Dzielenie tortu weselnego to ważny moment każdego wesela. Chyba żadna para młoda nie chciałaby znaleźć się w kłopotliwej sytuacji, kiedy to dla niektórych gości brakuje kawałka tortu ślubnego. Wygląda to bardzo źle i może negatywnie wpłynąć nawet na atmosferę całej zabawy.
W niektórych tradycjach najwyższa warstwa tortu jest odkrajana i zamrażana na pierwszą rocznicę ślubu. Tak więc, jeżeli zdecydujecie się na takie rozwiązanie, to nie możecie jej uwzględniać w procesie dzielenia ciasta.

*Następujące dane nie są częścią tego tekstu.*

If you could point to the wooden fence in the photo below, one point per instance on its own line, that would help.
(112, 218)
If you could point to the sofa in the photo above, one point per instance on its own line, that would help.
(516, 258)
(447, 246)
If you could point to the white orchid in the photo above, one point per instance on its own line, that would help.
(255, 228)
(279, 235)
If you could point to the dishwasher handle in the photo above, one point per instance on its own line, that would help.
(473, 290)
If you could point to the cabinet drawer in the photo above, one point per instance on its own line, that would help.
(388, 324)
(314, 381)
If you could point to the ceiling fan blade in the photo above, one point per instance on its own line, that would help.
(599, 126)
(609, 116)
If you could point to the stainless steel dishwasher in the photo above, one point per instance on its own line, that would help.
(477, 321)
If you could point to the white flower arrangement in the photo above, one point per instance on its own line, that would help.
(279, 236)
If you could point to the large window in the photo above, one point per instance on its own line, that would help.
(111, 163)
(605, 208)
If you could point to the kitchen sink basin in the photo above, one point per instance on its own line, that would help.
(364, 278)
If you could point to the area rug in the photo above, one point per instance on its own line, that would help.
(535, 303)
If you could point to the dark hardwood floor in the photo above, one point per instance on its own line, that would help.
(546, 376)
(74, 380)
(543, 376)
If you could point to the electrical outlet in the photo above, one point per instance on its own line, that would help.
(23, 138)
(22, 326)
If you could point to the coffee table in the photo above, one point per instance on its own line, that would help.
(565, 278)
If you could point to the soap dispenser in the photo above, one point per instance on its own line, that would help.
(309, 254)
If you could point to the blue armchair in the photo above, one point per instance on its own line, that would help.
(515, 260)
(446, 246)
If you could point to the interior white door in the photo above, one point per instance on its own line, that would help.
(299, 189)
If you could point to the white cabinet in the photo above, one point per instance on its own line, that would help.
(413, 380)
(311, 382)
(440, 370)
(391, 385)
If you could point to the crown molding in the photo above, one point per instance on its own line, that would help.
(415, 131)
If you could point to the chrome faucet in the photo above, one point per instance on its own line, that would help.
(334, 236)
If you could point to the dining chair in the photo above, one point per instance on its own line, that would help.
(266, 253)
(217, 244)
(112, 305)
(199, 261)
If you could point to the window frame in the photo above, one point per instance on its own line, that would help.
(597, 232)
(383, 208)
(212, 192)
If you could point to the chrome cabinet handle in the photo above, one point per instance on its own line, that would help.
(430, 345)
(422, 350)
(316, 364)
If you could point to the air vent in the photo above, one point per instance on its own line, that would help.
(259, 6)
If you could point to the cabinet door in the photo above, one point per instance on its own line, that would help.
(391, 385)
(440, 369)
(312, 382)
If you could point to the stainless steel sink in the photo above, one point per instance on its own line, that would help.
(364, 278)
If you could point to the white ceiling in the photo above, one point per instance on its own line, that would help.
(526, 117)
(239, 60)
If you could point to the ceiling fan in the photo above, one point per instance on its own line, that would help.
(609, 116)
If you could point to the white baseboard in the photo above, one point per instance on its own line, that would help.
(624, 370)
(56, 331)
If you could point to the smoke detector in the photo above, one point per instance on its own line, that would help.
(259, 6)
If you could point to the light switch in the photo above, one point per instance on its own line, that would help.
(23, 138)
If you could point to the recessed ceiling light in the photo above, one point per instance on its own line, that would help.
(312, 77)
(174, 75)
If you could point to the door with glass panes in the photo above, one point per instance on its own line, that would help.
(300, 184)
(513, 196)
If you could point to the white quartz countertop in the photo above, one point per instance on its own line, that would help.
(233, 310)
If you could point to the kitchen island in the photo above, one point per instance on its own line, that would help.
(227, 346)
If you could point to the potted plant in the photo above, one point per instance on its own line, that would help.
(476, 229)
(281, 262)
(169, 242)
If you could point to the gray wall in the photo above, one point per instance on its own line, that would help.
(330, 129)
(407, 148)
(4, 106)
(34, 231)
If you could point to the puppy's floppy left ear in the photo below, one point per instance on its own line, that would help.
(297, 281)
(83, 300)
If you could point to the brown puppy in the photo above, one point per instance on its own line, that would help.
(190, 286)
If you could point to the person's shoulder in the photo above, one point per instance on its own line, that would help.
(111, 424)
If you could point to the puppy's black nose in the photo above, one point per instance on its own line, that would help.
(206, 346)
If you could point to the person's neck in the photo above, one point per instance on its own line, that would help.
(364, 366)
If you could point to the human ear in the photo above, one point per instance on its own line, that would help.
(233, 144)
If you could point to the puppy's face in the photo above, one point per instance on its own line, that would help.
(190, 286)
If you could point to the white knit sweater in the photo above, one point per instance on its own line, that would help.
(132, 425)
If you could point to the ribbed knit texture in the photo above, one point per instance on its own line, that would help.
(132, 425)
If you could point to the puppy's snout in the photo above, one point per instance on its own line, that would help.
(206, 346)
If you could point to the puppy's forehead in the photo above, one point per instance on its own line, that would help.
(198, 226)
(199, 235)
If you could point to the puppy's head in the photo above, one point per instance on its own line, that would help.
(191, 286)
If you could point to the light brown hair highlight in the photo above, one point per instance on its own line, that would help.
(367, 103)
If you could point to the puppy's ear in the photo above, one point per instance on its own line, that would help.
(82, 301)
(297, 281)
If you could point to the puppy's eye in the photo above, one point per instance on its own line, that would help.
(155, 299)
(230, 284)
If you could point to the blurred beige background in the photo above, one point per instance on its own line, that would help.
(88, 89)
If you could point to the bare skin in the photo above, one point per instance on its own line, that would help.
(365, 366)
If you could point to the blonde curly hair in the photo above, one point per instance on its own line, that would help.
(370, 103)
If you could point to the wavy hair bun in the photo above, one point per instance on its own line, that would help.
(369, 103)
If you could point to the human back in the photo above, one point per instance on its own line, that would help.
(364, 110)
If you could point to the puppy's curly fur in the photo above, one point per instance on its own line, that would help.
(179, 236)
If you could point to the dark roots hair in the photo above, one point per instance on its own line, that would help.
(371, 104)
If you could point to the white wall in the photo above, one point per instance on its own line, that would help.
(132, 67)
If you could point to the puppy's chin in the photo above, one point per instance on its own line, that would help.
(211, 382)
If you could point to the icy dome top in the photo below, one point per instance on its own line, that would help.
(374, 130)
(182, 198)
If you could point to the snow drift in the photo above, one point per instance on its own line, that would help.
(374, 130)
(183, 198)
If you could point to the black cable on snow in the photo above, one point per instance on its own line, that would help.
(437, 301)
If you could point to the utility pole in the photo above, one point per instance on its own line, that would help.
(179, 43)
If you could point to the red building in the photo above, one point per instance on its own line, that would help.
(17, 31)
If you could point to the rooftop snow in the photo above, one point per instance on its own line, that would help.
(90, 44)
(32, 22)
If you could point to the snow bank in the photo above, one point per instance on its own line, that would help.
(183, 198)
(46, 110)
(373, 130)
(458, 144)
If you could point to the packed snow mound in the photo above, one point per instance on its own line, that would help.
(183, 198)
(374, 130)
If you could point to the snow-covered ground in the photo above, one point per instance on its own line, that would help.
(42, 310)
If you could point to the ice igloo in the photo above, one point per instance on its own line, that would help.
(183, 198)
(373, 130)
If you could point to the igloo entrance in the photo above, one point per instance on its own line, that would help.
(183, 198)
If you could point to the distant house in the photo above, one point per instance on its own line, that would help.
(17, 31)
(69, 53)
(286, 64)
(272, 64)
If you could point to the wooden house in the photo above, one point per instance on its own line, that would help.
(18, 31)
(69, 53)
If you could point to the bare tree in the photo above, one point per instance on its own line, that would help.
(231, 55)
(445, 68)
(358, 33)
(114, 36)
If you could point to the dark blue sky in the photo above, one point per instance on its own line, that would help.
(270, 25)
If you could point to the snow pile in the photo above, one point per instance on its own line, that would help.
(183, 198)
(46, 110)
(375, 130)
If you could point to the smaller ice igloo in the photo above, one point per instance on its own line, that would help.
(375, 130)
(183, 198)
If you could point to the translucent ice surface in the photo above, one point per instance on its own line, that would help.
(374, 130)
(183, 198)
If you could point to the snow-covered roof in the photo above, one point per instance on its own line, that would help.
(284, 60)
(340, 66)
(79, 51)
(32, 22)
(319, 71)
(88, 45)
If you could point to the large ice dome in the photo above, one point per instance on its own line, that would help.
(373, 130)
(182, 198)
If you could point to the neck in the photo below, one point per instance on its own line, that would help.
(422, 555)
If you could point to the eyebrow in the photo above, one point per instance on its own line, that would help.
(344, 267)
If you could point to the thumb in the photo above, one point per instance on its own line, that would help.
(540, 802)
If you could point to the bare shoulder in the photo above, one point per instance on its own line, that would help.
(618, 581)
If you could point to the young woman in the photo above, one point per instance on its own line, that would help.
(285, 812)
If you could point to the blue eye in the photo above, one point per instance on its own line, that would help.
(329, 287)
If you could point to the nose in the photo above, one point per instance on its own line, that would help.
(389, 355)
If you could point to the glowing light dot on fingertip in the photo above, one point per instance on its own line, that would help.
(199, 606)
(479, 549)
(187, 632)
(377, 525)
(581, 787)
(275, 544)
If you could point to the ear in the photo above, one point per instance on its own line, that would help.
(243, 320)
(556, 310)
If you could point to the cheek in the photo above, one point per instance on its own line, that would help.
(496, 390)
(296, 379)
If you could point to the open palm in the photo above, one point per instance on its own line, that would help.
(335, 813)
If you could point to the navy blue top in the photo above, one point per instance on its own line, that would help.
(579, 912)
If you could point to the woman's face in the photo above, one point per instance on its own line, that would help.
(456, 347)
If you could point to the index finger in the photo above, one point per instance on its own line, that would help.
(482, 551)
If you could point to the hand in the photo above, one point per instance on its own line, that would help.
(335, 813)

Czasem wraz z tortem weselnym przychodzi informacja, na ile porcji może zostać on podzielony. Jednakże jest to dosyć orientacyjna wartość, do której należy podejść ze sporą rezerwą i zapasem. Jeśli według „instrukcji” tort może zostać podzielony na 100 części, to wcale nie jest powiedziane, że wystarczy Wam na 100 osób. Zazwyczaj podana liczba odnosi się raczej do niewielkich kawałków i zakłada idealne, wręcz z krawiecką precyzją krojenie. Rozmiar porcji zależy również od typu posiłku, do jakiego zostanie przeznaczony tort. Jeżeli jest on częścią głównego posiłku, to odpowiednie będą mniejsze kawałki. Z kolei w przypadku podania tortu jako głównego deseru, powinny być one już większe.
Niebagatelne znaczenie ma również sam kształt ciasta. Inne techniki dzielenia stosuje się przy kwadratowych tortach, a inne przy okrągłych.